Step S601: and aiming at M clustering clusters, respectively acquiring entropy corresponding to the classification result of each text in each clustering cluster.
Entropy is typically used to calculate the out-of-order phenomenon in a system, i.e., to calculate the degree of confusion for the system, and in machine learning, entropy is the degree of confusion that characterizes the distribution of random variables, the more chaotic the distribution, the greater the entropy. For example, the probability distribution of the classification result of a certain sample is 25%,25%,25%,25%, and the difference of the classification results of the classification model for each label dimension is the largest, and the corresponding entropy is very large. For another example, entropy is also very large for outliers that are not predicted by the text classification model. The higher the entropy value, the less significant the text is under the existing label system, and the more likely it is to be text with a new label.
The calculation formula of entropy can be as follows:
Where m is the number of existing tags in the existing tag system, and p i represents the probability of the ith tag.
Step S602: and respectively obtaining the average entropy corresponding to each cluster.
Step S603: and carrying out text screening on the text set to be screened according to the average entropy corresponding to each cluster, and obtaining a text candidate set.

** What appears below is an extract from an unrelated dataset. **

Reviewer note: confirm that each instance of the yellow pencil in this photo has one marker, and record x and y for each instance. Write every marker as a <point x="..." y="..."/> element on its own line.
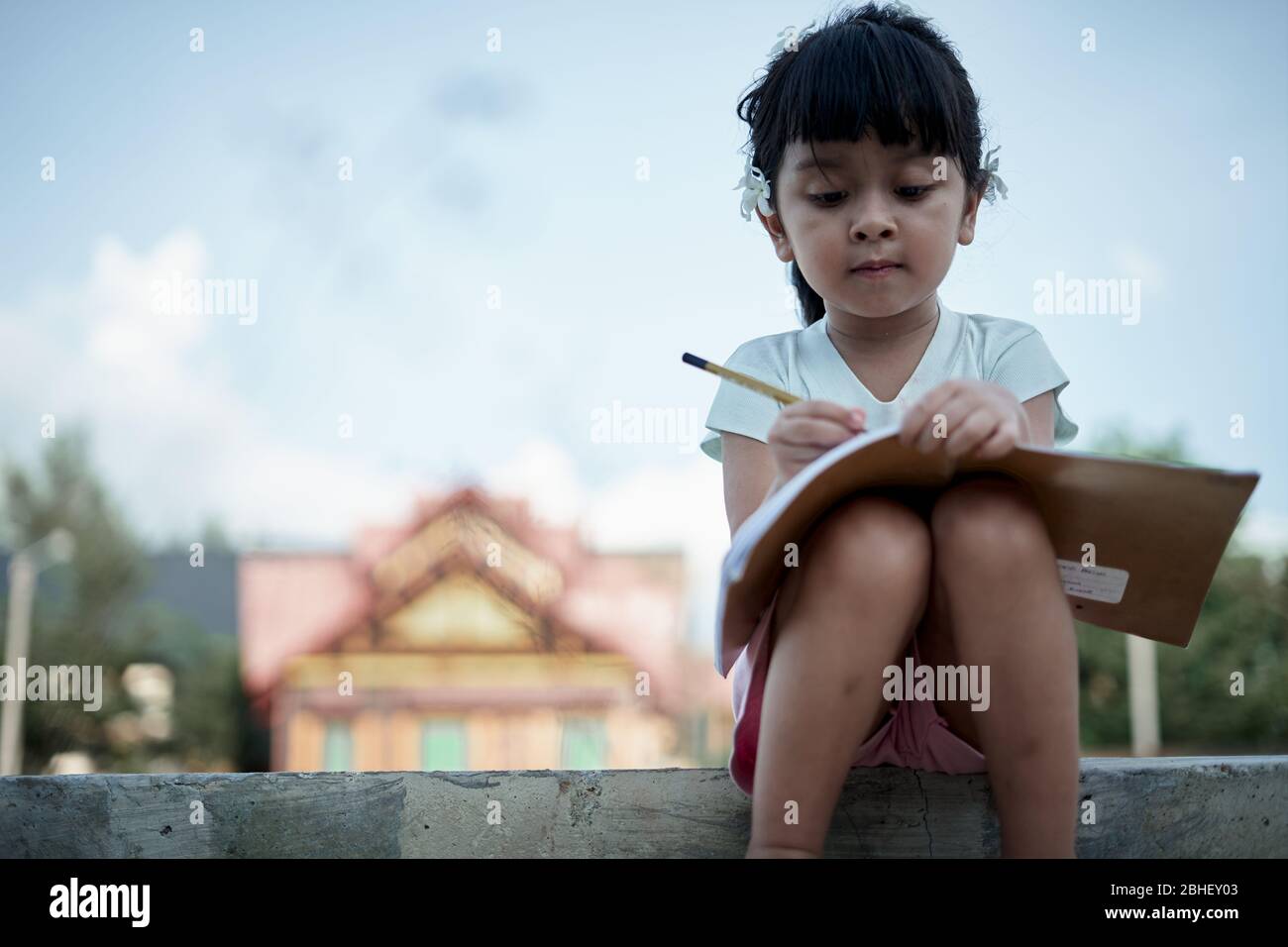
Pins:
<point x="745" y="380"/>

Specifically, the probability distribution of each text classification result in each of the M clusters may be solved for an entropy. And then solving the average value of each entropy to obtain the average entropy of the cluster.
Calculating the average entropy in a cluster can determine whether the predicted result in the cluster is confidence, the lower the average entropy value is, the more confidence the overall result of the cluster is, the higher the average entropy value is, the more confidence the overall result of the cluster is, the less significant the text in the cluster is under the existing label system, and the more likely the text with a new label is. Thus, in some embodiments, N clusters with an average entropy greater than a preset threshold may be selected from M clusters, where N is an integer less than M; and taking the texts of the N clusters as a text candidate set.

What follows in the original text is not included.